The result matters for the next prescription too
Codeine is not the only medication that uses CYP2D6. Tramadol follows the same route and carries the same danger for Brigid. Hydrocodone is similar. The enzyme also affects some antidepressants, blood pressure medicines, and ondansetron, an anti-nausea drug she sees often at work. For many drugs, ultra-rapid metabolism can mean the medicine clears too quickly. For codeine and tramadol, it can mean a normal prescription becomes unsafe. This finding needs to be visible in her medical record, not just remembered.
Five safety steps
- Add CYP2D6 ultra-rapid metabolizer status to her medical record and carry written confirmation. Any clinician prescribing pain relief needs to see it.
- Before future surgery or anesthesia, mention this result during pre-op assessment. Alternatives to codeine, such as acetaminophen, NSAIDs, or non-CYP2D6-dependent options, should be discussed with the clinical team.

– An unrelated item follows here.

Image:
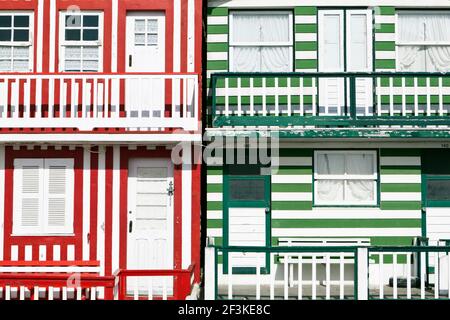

- Treat tramadol like codeine. It is also a prodrug that uses the same enzyme, so the same overdose risk applies.
- Ask new prescribers to check whether a medication is affected by CYP2D6. Many are not dangerous for her, but dose or effectiveness may change.
- Encourage her sister to get tested. The family pattern makes a shared CYP2D6 duplication plausible, and confirming it could prevent another unsafe prescription.
How CYP2D6 status changes what a 30mg codeine dose means
This is not a risk score. It shows why the same tablet created a different experience. A normal metabolizer gets a modest morphine equivalent. Brigid may get two to three times that amount, faster, with no opioid tolerance. Normal CYP2D6 metabolizer — 30mg codeine → ~3mg morphine equivalent baseline 30%.
- CYP2D6 ultra-rapid metabolizer (gene duplication): Extra functional copies of CYP2D6 accelerate conversion of codeine to morphine. Where a normal metabolizer converts ~10% of the dose, Brigid converts it faster and more completely — producing 6–10mg morphine equivalent from a 30mg tablet instead of the expected 3mg.
- Fasting state at time of dose (faster absorption): Taking codeine on an empty stomach accelerates absorption and increases peak plasma concentration. With ultra-rapid conversion already driving elevated morphine levels, faster absorption compounds the peak exposure.
- Opioid-naive patient (no tolerance): Brigid had no prior opioid exposure. Opioid tolerance reduces the effect of a given morphine dose. Without it, the full pharmacological effect of her elevated morphine conversion was unopposed.